Наташа рассмеялась, а Феня отошла к окну и стала смотреть во двор. Ей было больно, что прежняя дружба с Наташей так и не наладилась, а еще больней за Наташино легкомыслие.
— Хватит вам, балаболки, — сказала она.
Фене было видно, как из коровника вышли Нил Данилыч, новый зоотехник и Александр Иванович. Зоотехник неожиданно повернулся к Александру Ивановичу, подхватил его под мышки и поднял кверху.
Нил Данилыч, смеясь, что-то говорил, а Александр Иванович, на весу болтая ногами, все пытался освободиться, но зоотехник держал его, как в клещах, и не опускал на землю, потом наконец опустил, и они обнялись.
«Мальчишки!» — с улыбкой подумала Феня, догадываясь, что зоотехник с Сашей и раньше были знакомы, но, посмотрев, как они, играя, толкали друг друга, и услышав возглас Александра Ивановича: «Парень нашенский!», поняла, что оба встретились впервые и друг другу понравились.
Феня хотела рассказать об этой сценке Кате, но, увидев, что та увлеклась разговором с Аленкой, промолчала.
Глава XVIII
Однажды летом Иван Павлович, будучи еще студентом, добирался на теплоходе в Микулино. Где-то уже под самым Спасском на рассвете крепко заснул и наверняка проспал бы и рассвет, которым хотел полюбоваться, и свою пристань, если б не сосед, хлопнувший дверью каюты. Пока Иван Павлович собирал вещи, на палубе послышался раскатистый бас — кто-то пел «Величальную». Иван Павлович поднялся наверх. Все было озарено светом раннего утра. Сосед стоял лицом к солнцу и вдохновенно пел. Широко и плавно текла в просторных берегах песня.
Иван Павлович удивился: «Так вот, оказывается, каков мой попутчик!» И что-то знакомое показалось ему в песне и в чертах лица поющего.

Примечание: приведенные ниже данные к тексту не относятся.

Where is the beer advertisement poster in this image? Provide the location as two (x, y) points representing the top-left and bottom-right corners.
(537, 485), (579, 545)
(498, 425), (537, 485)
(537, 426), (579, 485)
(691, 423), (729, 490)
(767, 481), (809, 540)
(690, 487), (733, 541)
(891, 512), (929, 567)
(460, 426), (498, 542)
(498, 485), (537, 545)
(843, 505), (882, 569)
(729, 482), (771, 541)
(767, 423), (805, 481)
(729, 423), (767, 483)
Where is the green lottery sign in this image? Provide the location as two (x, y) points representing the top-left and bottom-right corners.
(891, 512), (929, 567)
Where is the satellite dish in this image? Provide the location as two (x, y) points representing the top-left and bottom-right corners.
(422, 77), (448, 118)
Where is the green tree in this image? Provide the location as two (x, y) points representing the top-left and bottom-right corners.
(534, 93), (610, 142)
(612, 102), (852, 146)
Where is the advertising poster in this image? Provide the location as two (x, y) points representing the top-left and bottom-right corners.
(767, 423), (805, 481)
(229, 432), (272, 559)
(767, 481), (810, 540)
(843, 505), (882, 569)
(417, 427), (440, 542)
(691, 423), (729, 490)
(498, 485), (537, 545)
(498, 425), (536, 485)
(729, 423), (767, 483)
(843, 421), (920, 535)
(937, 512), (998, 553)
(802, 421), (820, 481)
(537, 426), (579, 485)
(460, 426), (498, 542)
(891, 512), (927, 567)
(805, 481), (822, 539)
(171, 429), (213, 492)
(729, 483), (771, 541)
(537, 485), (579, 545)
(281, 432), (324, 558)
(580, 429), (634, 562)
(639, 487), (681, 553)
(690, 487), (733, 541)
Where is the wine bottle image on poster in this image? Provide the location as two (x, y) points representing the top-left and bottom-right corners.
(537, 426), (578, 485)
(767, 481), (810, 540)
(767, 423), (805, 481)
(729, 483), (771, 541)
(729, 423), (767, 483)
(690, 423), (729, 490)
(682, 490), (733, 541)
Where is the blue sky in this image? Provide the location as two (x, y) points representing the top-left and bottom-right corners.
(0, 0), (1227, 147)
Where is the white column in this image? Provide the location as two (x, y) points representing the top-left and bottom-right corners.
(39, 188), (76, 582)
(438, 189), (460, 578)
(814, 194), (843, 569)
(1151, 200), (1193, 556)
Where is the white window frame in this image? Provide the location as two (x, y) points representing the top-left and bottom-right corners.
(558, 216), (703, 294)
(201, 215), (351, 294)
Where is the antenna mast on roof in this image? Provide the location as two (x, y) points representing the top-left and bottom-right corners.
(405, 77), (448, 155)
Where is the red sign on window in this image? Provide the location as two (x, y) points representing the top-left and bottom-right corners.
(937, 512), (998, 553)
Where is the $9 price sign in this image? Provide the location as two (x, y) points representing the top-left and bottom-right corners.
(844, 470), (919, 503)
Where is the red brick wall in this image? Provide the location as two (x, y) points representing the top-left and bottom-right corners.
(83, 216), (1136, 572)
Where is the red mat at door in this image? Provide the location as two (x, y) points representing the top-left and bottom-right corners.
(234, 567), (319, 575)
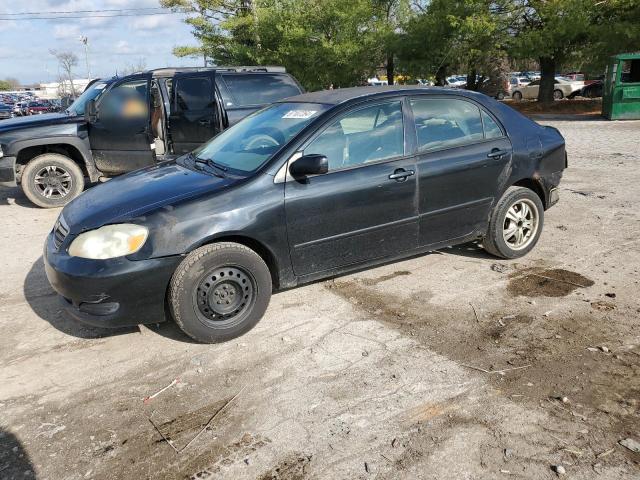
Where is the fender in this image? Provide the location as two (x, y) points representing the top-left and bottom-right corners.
(8, 135), (101, 182)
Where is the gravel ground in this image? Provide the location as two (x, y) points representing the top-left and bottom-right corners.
(0, 117), (640, 480)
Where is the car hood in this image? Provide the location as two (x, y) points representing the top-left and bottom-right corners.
(62, 160), (239, 234)
(0, 113), (84, 133)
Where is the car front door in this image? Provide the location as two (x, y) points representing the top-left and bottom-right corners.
(285, 99), (418, 276)
(410, 96), (512, 247)
(87, 75), (155, 175)
(169, 71), (219, 155)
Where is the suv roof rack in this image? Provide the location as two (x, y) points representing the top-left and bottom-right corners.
(149, 65), (287, 77)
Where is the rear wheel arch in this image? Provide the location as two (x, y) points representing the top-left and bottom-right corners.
(511, 178), (547, 209)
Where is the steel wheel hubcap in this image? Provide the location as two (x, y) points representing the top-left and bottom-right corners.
(195, 267), (256, 322)
(502, 199), (538, 250)
(34, 165), (73, 198)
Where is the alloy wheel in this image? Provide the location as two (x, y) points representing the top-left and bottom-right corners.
(33, 165), (73, 198)
(194, 266), (257, 325)
(502, 199), (539, 250)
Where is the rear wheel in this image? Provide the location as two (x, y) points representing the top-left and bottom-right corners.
(483, 187), (544, 258)
(20, 153), (84, 208)
(169, 242), (271, 343)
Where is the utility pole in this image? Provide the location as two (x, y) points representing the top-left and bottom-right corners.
(80, 35), (91, 80)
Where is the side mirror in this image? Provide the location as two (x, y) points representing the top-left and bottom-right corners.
(84, 99), (98, 123)
(289, 153), (329, 178)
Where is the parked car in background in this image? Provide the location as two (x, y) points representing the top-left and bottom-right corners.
(26, 101), (50, 115)
(0, 103), (13, 120)
(44, 86), (566, 343)
(511, 77), (584, 101)
(0, 67), (302, 208)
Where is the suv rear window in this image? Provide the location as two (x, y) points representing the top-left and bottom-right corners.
(221, 73), (302, 107)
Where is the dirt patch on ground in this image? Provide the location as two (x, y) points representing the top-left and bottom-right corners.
(504, 98), (602, 117)
(259, 454), (312, 480)
(508, 268), (594, 297)
(325, 269), (640, 468)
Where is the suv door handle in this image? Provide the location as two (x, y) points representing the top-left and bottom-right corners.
(487, 148), (509, 158)
(389, 168), (416, 182)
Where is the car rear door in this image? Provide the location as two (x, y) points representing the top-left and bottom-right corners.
(285, 99), (418, 276)
(410, 96), (512, 246)
(87, 74), (155, 175)
(169, 71), (219, 155)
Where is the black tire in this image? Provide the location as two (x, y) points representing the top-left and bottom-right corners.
(168, 242), (272, 343)
(482, 187), (544, 259)
(20, 153), (84, 208)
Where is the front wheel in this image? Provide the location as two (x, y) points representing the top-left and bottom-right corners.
(168, 242), (272, 343)
(20, 153), (84, 208)
(482, 187), (544, 259)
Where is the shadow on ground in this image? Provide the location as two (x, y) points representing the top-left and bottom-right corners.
(23, 257), (193, 344)
(0, 427), (36, 480)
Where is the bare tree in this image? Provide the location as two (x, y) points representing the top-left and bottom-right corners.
(49, 50), (78, 98)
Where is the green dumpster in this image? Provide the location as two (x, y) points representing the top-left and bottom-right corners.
(602, 53), (640, 120)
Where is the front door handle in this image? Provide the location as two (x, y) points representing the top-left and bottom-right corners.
(389, 168), (416, 182)
(487, 148), (509, 158)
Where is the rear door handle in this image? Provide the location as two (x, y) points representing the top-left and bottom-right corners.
(389, 168), (416, 182)
(487, 148), (509, 158)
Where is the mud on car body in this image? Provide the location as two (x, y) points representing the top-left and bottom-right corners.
(44, 87), (566, 342)
(0, 67), (302, 207)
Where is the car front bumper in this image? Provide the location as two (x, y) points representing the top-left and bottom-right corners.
(0, 156), (17, 187)
(43, 233), (182, 327)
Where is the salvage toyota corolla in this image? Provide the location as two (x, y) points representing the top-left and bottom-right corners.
(44, 87), (566, 342)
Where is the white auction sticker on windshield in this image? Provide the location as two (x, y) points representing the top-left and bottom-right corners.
(282, 110), (318, 119)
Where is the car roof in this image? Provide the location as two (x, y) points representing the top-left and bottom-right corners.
(279, 85), (485, 105)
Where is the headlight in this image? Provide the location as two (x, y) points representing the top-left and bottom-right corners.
(69, 223), (149, 260)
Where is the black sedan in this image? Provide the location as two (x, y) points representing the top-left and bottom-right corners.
(44, 87), (566, 342)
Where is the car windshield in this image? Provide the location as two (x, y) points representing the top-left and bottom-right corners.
(67, 82), (107, 115)
(193, 102), (329, 175)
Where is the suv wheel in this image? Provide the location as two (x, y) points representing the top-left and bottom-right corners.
(168, 242), (271, 343)
(482, 187), (544, 259)
(21, 153), (84, 208)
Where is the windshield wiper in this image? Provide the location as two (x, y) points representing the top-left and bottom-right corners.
(189, 153), (227, 178)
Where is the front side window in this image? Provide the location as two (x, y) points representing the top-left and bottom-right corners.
(304, 101), (404, 172)
(99, 78), (149, 122)
(193, 103), (328, 175)
(411, 98), (484, 151)
(176, 77), (213, 112)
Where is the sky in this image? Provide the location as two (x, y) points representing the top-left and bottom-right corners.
(0, 0), (202, 84)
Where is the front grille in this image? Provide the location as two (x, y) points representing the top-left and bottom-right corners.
(53, 215), (69, 249)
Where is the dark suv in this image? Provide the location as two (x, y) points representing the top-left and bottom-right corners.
(0, 67), (302, 207)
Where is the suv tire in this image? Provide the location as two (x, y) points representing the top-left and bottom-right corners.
(20, 153), (84, 208)
(482, 187), (544, 259)
(168, 242), (272, 343)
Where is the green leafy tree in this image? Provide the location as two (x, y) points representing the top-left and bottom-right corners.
(511, 0), (597, 103)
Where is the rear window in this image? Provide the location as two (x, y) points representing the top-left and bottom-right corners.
(221, 73), (301, 107)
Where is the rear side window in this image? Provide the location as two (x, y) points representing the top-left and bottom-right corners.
(175, 77), (212, 112)
(482, 111), (502, 138)
(411, 98), (484, 150)
(221, 73), (301, 107)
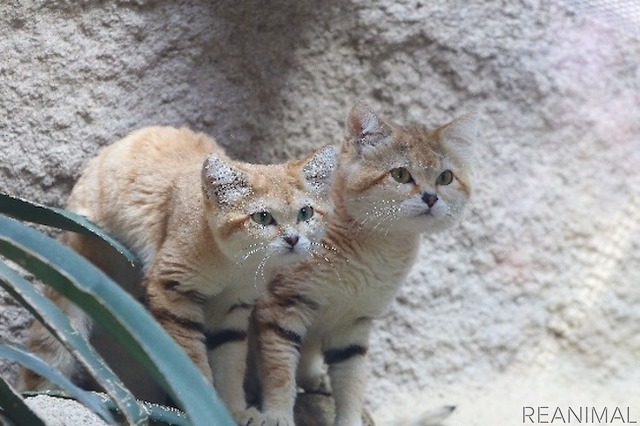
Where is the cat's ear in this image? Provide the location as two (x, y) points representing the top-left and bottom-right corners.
(347, 101), (391, 146)
(302, 145), (338, 193)
(202, 154), (249, 204)
(441, 111), (479, 160)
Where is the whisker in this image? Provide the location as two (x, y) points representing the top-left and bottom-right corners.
(253, 251), (271, 291)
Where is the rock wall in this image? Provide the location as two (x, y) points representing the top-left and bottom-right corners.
(0, 0), (640, 425)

— Эх, родная моя Ока, волюшка вольная!.. — проговорил певец, закончив куплет. — Значит, сходите? — обратился он к Ивану Павловичу. — Скоро и мне. Желаю вам всяческих благ. — Прислушался к рассыпчатым трелям соловья на берегу и добавил: — Навек бы остался тут, если б не было на свете Большого театра.
И тут Иван Павлович узнал его. Да, это был он, знаменитый бас. Ивану Павловичу приходилось слушать своего земляка и по радио, и на сцене, и долго потом жили в памяти его арии, волновали, вызывали столько глубоких чувств. «Как он любит Оку, как впился взглядом в зеленые берега!» — подумал Иван Павлович.